- India’s Prime Minister, Narendra Modi, expressed his support for central bank digital currencies (CBDCs).
- He believes they will help the economy in the next few years.
- The e-rupee, according to Prime Minister Narendra Modi, will modernize India’s fintech network and improve the economy.
India’s Prime Minister spoke on central bank digital currencies and the benefits they could give to the country’s monetary network during his most recent speech.
Nirmala Sitharaman, India’s Finance Minister, announced earlier this week that the central bank will launch its CBDC in the coming fiscal year (running between April 1 and March 31). The politician, like Modi, expects the product to provide the local monetary system a “significant boost.”
According to PM Modi, the digital rupee will make internet payments safer and speedier.
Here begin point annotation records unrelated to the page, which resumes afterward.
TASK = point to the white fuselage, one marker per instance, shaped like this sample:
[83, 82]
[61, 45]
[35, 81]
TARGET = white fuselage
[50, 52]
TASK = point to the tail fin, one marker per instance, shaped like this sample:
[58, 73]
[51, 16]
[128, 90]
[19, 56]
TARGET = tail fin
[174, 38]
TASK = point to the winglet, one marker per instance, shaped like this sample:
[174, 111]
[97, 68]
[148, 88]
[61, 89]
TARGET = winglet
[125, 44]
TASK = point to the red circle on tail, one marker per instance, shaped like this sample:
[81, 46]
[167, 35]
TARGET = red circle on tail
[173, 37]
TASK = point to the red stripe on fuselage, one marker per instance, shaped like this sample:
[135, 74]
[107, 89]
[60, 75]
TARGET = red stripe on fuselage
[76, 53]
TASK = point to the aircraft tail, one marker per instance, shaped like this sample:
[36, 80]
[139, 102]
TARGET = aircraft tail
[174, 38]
Furthermore, they have the potential to transform the fintech sector by creating new opportunities and improving the global economy:
“This will also make the development of global digital payment systems easier.”
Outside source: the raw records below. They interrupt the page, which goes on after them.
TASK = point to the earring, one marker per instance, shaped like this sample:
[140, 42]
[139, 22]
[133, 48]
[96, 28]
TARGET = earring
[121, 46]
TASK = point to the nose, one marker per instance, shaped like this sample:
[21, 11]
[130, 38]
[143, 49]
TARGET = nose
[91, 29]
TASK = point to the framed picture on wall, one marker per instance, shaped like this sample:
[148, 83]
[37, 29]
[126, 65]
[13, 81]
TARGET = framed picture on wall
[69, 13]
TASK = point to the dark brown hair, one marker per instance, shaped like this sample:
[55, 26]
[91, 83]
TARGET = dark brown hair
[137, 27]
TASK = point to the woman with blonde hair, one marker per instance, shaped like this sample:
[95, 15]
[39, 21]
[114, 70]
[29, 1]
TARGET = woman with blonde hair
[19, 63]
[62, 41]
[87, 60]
Locals would be able to swap the CBDC for cash because it will be the digital equivalent of India’s national currency, according to PM Modi. The Reserve Bank of India would also keep a close eye on it.
One of the reasons why India’s political leader supports CBDCs is that they will be controlled, it is safe to assume. He recently urged for the formation of a global collaboration to place private cryptocurrencies under a comprehensive regulatory framework.
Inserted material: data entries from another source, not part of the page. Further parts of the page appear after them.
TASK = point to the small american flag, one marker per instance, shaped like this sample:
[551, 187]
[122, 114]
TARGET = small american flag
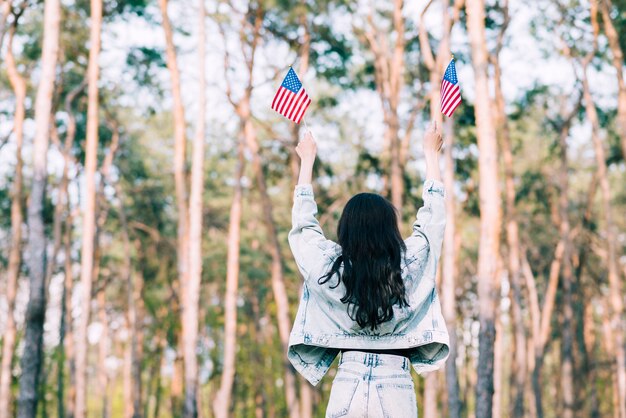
[291, 99]
[450, 90]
PM Modi was mostly concerned about bitcoin. Furthermore, the absence of laws may “spoil” future generations. Last month, he reaffirmed his position on the subject, saying:
“Cryptocurrency is an illustration of the types of issues we face as a global family in the face of a shifting global order.” To combat this, every nation and global agency must take coordinated and coordinated action.”
Conversing at the BJP’s ‘Atmanirbha Arthavyavastha’ (self-reliant economy) symposium, he claimed the central bank’s digital currency, or digital rupee, will make online payments more secure and risk-free, as well as enhance the digital economy in the coming years.